Na szlaku przygotowań II Gry Terenowej ZACHOWALI SIĘ JAK TRZEBA spotkaliśmy p. Agnieszkę Marszk, wnuczkę jednej z Sióstr Mikołajewskich, które gościły u siebie w domu w Gdańsku Danusię Siedzikównę w ostatnią noc przed aresztowaniem. P. Agnieszka udostępniła nam wspomnienia o swojej Babci i jej Siostrze a także zdjęcia ze swojej wystawy - pracy dyplomowej na zakończenie ASP w Gdańsku.
SIOTRY
MIKOŁAJEWSKIE- SPOTKANIE NA SZLAKU Z INKĄ
HALINA
MIKOŁAJEWSKA „SŁAWA”: ur. 23 grudnia 1922 roku, Wilno, zm. 24
października 2007 roku, Gdańsk.
JADWIGA
MIKOŁAJEWSKA „JAGODA”: ur. 9 grudnia 1924 roku, Wilno, zm. 9
stycznia 2009 roku, Gdańsk.
Siostry
Mikołajewskie wstąpiły bardzo młodo, bo już w 1934 roku do pionu
żeńskiego Związku Harcerstwa Polskiego w Wilnie. Halina i Jagoda
były druhnami Trzynastej Wileńskiej Żeńskiej Drużyny Harcerek
im. Biskupa Władysława Bandurskiego. Ich drużynową była Maria
Grzesiakowa, z domu Bobrowicz, żona legendarnego Józefa Grzesiaka
„Czarnego”, który prowadził drużynę chłopaków, nazywaną
oficjalnie „Czarną Trzynastką Wileńską, Drużyną Harcerzy im.

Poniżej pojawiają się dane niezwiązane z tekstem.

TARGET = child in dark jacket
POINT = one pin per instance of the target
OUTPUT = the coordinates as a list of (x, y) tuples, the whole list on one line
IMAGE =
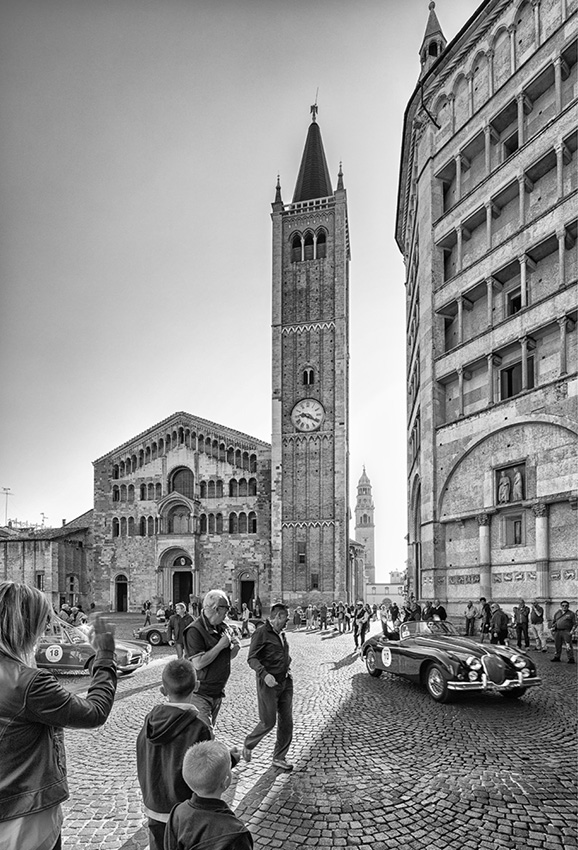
[(205, 822), (168, 732)]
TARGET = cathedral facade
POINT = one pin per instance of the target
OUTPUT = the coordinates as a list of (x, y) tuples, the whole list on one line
[(486, 223), (179, 509)]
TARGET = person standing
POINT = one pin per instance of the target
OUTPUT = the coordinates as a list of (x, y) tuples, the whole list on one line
[(521, 620), (563, 622), (34, 710), (211, 645), (537, 625), (470, 613), (485, 618), (178, 622), (269, 658), (498, 625)]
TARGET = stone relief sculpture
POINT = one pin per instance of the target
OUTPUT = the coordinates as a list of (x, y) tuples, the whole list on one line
[(503, 489), (518, 488)]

Zawiszy Czarnego”, a potocznie „Czarną Trzynastką”. W czasie
II Wojny Światowej Halina i Jadwiga, wraz ze swoim bratem Lolkiem
Mikołajewskim walczyli w oddziałach partyzanckich Armii Krajowej na
Wileńszczyźnie. Siostry należały do plutonu harcerskiego Szarych
Szeregów (pluton Turbacza), pełniąc funkcje łączniczek i
sanitariuszek.
We
wrześniu 1945 roku rodzina Mikołajewskich, żyjąca w atmosferze
zagrożenia ze strony NKWD, tak jak wiele innych polskich rodzin,
zdecydowała się na wyjazd ewakuacyjny z Wilna na ziemie państwa
polskiego (w nowych, pojałtańskich granicach), lecz niestety bez
taty- Karola Mikołajewskiego, który został wywieziony przez NKWD
na Sybir (zmarł w łagrze w Dzierżyńsku). Brat Lolek musiał
ukrywać się przed NKWD przez wiele lat, także siostry zamieszkały
same z mamą Bronią w Gdańsku- Wrzeszczu, przy ul. Wróblewskiego
7. Halina i Jagoda w dalszym ciągu utrzymywały kontakty z osobami z
wileńskich Szarych Szeregów- do ich domu nierzadko przychodzili
Henryk Urbanowicz „Zabawa”, Marian Jankowski „Marek”, Henryk
Kaźmierczak „Czajka”, Zdzisław Zieleń „Orlik”, Ziutek
Grzesiak (syn legendarnego „Czarnego”), Benedykt Urbanowicz
„Orlicz”, Longin Jarmołkiewicz „Lolek” i jego siostra Janina
Jarmołkiewicz.
Latem,
19 lipca 1946 r. do domu przy ul. Wróblewskiego przyszła na nocleg
Danka Siedzikówna (pseud. „Inka”). Była ona sanitariuszką w
powojennej, odtworzonej na bazie ocalałych partyzantów, 5-tej
Brygadzie Wileńskiej Armii Krajowej działającej w 1946 r. w ramach
polskiego podziemia niepodległościowego, na Pomorzu i Mazurach pod
dowództwem mjr Zygmunta Szendzielarza „Łupaszki”. Inka, jako
sanitariuszka, wyróżniała się ofiarnością- opatrywała nie
tylko partyzantów, ale też żołnierzy i milicjantów rannych w
akcjach operacyjnych. Do Gdańska została wysłana po zaopatrzenie
medyczne. Miała dokupić leki i środki opatrunkowe. Poza tym
otrzymała polecenie wymiany zużytych map sztabowych i dowiedzenia
się o stan zdrowia „Żelaznego”. Po jej przybyciu do domu przy
ul. Wróblewskiego dziewczęta do późnych godzin śpiewały pieśni
patriotyczne. Inka uczyła też siostry Mikołajewskie piosenki „Hymn
UBK”, której wcześniej nie znały. Niestety w środku nocy (ok.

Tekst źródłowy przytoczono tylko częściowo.